How to Fish Surface Action

Know what to do when big fish blow up on the surface.
Ben Knaggs
Baitballs, bust-ups, boil-ups -- call them what you will. Nothing gets an angler's blood pumping like the sight of a big school of fish actively feeding on the surface. Game fish ranging from tarpon or striped bass inshore right on up to monster tuna and billfish offshore will all bust bait on the surface. To the uninitiated, catching these surface-feeding fish seems like a foregone conclusion, but in reality getting bit can be a tougher task than it appears.
The classic scene depicts a pod of big tuna tearing into balled-up baitfish. In these situations you can get right up close and throw just about anything into the mix to hook up. But that's not always the case.
This school of small bluefin are feeding heavily but they are on the move so it will likely be very flighty. In this circumstance it's important to ascertain which direction the fish are heading and try to position the boat in front of them. That way they'll come to you and you can avoid spooking them.

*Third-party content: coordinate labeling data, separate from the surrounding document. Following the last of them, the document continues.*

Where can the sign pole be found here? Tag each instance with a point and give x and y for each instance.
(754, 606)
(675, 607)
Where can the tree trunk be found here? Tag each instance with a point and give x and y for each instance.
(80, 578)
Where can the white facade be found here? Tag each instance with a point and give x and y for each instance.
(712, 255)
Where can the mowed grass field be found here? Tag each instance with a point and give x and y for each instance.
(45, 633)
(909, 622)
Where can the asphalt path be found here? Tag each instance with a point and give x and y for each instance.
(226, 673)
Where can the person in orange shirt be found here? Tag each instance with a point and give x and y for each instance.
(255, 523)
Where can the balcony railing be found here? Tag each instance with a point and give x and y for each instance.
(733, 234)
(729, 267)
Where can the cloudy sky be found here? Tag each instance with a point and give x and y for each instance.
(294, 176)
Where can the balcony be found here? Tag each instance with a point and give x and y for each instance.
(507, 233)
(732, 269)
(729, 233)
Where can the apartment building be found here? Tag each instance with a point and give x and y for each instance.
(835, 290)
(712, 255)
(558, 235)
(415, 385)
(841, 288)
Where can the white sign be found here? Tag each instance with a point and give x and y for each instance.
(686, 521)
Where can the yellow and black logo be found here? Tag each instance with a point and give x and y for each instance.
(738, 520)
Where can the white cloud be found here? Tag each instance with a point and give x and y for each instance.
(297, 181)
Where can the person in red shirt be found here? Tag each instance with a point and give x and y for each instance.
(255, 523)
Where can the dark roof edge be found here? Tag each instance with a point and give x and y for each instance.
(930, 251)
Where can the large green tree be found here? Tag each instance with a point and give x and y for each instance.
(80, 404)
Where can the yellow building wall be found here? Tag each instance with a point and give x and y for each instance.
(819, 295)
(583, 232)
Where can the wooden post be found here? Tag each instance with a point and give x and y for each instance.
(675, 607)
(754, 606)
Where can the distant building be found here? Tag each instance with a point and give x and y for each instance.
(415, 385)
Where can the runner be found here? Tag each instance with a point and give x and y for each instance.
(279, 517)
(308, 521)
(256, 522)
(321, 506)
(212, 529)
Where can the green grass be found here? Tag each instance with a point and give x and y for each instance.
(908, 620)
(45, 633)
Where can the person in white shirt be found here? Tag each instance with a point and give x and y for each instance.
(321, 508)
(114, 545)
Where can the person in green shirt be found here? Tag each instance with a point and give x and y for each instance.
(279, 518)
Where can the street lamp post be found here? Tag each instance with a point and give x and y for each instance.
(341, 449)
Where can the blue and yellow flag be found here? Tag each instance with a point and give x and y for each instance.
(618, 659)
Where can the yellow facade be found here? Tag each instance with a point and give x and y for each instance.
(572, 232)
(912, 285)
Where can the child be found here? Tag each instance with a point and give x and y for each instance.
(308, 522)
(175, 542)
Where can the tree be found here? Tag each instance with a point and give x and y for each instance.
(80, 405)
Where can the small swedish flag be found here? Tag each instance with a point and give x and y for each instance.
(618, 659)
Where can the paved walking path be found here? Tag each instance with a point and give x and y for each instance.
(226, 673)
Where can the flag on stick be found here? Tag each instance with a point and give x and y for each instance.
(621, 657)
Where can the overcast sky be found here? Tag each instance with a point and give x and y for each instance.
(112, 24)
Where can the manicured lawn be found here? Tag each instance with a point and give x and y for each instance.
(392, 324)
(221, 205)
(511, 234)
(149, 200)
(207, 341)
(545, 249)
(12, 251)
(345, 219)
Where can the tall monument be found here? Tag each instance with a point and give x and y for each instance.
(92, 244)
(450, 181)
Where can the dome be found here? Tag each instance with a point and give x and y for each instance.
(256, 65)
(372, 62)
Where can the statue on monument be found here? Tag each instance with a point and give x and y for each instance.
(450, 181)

It's pretty difficult to avoid the temptation to pitch a stickbait or popper into the crazy melee that is a surface bust-up. Seeing a bunch of hyped up pelagics fight over the skipping lure at full speed is unforgettable stuff!
This is what is often referred to as a "breezer," in Australia. The fish -- in this case tuna -- aren't really feeding, but the amount of fish moving along just below the surface gives their presence away. These fish are likely to be very picky and spooky, so subtle, slow fished lures and a stealthy approach will be needed to get bit.
The hardest thing about this type of fishing is getting within casting range of the feeding fish without spooking them. Approach from downwind, cut the motor just before the school is within casting range and try to anticipate the direction the school is travelling without causing the fish to sound.
Iron jigs are the number-one choice for casting to surface bust-ups. They cast a mile and pelagic fish just love running them down on a fast retrieve. Be sure to match the size of lure to the size of the bait the fish are feeding on.
Birds are your best friend when looking for surface action. The presence of a gang of gannets sitting on the surface out along the continental shelf probably means a bust-up recently took place. Definitely worth sticking around to see if the fish come back up again.
There's no reason to get right in the middle of feeding fish. The spot to be is just within casting distance. If the fish keep sounding before you can get this close, the next step is to position the boat well up-current or upwind, cut the motor and drift toward the school. Sometimes this super stealthy approach is the only way to get near enough the action to present a bait or lure.
When the busting fish are tough to trick or locked on to very small baitfish, small soft plastic baits are the go-to lure. This little yellowtail was one of a large school feeding on tiny, near translucent baitfish. Small, natural coloured soft plastic stickbaits rigged on darter jigheads were the only lures they'd look at twice. Sometimes you have to go small to match the hatch.